Review and Approval Process
  • Following writing group approval, draft guidelines are reviewed by all contributors, program liaisons, and a volunteer reviewer from the AI Community Advisory Committee.
  • Recommendations must be approved by two-thirds of the full committee. If necessary to achieve consensus, the full committee is invited to deliberate, review the evidence, and revise recommendations when required.
  • Final approval by the committee chair and the NYSDOH AI Medical Director is required for publication.
External Reviewers
  • External peer reviewers recognized for their experience and expertise review guidelines for accuracy, balance, clarity, and practicality and provide feedback.

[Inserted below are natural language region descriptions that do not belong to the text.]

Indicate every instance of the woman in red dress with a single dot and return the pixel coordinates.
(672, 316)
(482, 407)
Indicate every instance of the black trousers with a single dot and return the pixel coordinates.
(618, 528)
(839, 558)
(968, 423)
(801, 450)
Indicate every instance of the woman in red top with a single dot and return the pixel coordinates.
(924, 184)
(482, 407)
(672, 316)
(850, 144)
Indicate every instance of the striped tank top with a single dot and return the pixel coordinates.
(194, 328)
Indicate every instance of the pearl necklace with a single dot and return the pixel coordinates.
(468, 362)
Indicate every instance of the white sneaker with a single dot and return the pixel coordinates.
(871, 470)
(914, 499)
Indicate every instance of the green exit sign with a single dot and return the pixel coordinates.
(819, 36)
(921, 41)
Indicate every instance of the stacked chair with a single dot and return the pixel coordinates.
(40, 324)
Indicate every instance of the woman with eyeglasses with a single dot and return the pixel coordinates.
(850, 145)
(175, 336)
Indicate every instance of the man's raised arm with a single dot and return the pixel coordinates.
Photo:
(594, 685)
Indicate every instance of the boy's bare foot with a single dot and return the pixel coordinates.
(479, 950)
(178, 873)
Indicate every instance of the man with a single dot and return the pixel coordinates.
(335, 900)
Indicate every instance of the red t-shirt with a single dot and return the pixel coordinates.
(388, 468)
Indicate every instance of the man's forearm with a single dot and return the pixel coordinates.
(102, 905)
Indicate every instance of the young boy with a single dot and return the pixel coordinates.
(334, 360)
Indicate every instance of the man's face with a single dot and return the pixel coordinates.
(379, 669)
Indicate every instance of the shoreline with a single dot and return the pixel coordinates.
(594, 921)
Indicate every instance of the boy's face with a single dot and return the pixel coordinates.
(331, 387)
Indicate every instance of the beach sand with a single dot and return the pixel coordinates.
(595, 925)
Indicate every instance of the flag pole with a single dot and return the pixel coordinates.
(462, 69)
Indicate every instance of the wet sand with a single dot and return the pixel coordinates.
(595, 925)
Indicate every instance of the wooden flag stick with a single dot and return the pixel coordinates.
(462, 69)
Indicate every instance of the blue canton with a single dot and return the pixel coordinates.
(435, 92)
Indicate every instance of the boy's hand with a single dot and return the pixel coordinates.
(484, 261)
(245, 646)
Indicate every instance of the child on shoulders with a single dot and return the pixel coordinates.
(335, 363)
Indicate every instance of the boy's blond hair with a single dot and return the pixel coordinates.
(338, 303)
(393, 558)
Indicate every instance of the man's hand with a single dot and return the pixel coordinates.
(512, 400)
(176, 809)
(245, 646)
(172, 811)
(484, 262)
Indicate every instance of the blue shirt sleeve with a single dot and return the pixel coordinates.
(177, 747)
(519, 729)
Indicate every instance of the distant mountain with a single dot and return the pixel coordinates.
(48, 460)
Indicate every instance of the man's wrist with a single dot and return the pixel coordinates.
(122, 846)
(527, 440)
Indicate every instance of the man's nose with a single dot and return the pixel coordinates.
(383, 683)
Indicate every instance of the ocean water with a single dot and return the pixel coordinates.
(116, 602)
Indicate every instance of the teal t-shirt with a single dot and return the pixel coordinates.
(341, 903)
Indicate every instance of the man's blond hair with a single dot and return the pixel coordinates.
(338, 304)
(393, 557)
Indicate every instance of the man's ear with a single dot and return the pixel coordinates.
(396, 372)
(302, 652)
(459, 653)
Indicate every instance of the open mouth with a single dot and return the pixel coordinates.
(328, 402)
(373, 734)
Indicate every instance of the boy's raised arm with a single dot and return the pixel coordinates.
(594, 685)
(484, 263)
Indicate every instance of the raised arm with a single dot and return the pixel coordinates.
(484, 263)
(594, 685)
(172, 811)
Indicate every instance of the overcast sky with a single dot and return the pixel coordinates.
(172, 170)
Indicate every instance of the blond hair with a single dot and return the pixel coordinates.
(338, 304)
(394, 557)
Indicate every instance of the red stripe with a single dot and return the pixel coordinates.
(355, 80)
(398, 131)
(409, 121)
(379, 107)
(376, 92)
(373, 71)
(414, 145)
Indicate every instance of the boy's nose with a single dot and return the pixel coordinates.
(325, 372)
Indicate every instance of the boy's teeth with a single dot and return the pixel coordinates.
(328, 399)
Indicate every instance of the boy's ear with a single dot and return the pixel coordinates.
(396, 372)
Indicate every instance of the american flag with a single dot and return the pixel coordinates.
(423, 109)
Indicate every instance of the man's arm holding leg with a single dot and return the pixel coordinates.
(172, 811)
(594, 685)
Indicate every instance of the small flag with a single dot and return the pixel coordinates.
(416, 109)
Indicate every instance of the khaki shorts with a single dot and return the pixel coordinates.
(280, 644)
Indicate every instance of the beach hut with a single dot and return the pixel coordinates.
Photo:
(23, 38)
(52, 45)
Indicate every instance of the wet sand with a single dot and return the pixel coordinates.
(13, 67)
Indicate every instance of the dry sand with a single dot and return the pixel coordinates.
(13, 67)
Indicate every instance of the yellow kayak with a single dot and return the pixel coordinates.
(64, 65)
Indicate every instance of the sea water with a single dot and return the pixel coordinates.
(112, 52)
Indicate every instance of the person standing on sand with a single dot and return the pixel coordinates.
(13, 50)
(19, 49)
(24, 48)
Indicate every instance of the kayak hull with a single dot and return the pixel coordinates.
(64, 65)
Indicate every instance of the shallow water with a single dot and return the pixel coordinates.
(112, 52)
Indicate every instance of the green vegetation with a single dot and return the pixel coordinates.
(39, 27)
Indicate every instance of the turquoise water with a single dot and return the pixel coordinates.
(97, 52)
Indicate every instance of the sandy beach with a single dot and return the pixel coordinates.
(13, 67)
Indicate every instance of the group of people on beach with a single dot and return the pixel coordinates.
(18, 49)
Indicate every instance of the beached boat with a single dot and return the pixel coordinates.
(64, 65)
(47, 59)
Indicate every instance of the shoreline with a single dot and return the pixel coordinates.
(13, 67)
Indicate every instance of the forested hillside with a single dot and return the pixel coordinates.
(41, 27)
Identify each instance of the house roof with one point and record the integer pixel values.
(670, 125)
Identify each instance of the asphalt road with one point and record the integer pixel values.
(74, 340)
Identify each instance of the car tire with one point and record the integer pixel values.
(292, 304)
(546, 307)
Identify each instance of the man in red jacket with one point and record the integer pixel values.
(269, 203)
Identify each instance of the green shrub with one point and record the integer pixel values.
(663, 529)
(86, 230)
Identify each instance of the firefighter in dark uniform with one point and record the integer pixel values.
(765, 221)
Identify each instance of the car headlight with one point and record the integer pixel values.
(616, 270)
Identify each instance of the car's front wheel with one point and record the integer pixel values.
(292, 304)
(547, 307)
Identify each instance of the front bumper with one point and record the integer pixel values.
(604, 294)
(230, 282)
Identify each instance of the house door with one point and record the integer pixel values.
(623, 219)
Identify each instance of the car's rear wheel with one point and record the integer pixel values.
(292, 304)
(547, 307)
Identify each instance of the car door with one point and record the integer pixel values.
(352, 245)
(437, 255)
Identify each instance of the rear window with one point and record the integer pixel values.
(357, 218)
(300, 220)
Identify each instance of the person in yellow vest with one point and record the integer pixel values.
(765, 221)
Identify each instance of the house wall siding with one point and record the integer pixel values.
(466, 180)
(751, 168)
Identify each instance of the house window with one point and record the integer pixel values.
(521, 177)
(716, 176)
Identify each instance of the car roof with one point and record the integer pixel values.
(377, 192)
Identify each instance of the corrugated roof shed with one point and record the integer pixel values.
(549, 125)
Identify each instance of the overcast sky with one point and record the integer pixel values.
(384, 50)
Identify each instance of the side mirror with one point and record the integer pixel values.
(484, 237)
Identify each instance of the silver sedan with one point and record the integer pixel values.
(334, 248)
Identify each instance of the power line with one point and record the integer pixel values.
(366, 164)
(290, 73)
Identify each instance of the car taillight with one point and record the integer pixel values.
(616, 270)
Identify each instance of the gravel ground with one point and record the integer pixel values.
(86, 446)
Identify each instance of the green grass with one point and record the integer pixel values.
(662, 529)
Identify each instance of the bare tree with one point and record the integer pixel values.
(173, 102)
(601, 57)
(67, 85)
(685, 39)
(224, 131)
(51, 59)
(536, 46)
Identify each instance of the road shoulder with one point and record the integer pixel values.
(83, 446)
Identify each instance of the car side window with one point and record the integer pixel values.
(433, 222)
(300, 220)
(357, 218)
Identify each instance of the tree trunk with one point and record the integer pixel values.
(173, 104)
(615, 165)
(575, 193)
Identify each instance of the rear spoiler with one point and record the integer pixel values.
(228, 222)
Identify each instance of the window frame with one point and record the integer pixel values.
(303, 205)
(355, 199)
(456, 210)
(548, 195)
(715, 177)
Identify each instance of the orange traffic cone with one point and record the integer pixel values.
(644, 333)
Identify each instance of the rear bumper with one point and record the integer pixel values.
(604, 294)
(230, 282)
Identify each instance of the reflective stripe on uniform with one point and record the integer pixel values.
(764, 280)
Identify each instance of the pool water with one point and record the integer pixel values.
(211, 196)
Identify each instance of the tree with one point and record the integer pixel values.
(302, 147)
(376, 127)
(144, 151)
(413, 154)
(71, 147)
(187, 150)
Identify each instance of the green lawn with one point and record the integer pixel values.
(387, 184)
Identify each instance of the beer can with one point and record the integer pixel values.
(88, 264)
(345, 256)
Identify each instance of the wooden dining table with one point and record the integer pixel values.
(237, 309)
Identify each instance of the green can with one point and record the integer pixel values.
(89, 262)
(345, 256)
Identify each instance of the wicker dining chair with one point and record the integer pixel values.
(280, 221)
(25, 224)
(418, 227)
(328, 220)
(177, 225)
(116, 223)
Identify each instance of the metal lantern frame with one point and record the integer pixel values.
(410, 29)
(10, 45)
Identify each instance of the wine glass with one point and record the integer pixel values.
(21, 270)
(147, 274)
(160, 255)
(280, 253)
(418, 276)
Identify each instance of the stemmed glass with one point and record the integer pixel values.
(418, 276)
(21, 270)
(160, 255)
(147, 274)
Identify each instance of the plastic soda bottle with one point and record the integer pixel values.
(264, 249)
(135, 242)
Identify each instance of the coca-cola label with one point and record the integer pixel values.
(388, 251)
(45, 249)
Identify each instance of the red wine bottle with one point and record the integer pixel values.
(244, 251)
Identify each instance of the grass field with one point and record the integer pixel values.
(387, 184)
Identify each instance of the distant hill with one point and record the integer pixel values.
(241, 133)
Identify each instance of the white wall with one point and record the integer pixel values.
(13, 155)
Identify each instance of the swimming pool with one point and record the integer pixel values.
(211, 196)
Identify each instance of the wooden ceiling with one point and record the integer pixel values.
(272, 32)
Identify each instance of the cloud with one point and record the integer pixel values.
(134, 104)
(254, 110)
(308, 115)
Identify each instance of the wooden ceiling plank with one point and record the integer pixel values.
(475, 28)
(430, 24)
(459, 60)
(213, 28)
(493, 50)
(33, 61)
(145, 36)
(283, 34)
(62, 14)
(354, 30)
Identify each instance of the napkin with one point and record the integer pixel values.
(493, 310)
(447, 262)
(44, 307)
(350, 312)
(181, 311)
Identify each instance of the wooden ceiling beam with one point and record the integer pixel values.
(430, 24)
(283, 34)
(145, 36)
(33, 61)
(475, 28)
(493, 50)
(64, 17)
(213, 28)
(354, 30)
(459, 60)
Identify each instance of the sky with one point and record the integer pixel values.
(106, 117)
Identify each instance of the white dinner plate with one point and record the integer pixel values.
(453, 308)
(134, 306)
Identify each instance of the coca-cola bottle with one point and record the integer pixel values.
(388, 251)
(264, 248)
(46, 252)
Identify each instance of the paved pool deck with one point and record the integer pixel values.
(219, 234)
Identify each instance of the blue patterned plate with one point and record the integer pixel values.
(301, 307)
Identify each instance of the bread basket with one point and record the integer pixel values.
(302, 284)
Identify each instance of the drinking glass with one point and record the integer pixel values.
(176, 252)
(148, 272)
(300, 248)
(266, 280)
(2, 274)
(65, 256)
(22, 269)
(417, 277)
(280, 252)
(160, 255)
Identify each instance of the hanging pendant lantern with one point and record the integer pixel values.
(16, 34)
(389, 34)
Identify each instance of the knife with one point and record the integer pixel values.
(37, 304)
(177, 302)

  • Peer reviewers may include nationally known experts from outside of New York State.
Update Process
  • JHU editorial staff ensure that each guideline is reviewed and determined to be current upon the 3-year anniversary of publication; guidelines that provide clinical recommendations in rapidly changing areas of practice may be reviewed annually. Published literature is surveilled to identify new evidence that may prompt changes to existing recommendations or development of new recommendations.
  • If changes in the standard of care, newly published studies, new drug approval, new drug-related warning, or a public health emergency indicate the need for immediate change to published guidelines, committee leadership will make recommendations and immediate updates.
  • All contributing committee members review and approve substantive changes to, additions to, or deletions of recommendations; JHU editorial staff track, summarize, and publish ongoing guideline changes.
Recommendation Ratings Scheme
Strength Quality of Evidence
Rating Definition Rating Definition
A Strong 1 Based on published results of at least 1 randomized clinical trial with clinical outcomes or validated laboratory endpoints.
B Moderate * Based on either a self-evident conclusion; conclusive, published, in vitro data; or well-established practice that cannot be tested because ethics would preclude a clinical trial.
C Optional 2 Based on published results of at least 1 well-designed, nonrandomized clinical trial or observational cohort study with long-term clinical outcomes.
  2† Extrapolated from published results of well-designed studies (including nonrandomized clinical trials) conducted in populations other than those specifically addressed by a recommendation. The source(s) of the extrapolated evidence and the rationale for the extrapolation are provided in the guideline text. One example would be results of studies conducted predominantly in a subpopulation (e.g., one gender) that the committee determines to be generalizable to the population under consideration in the guideline.
3 Based on committee expert opinion, with rationale provided in the guideline text.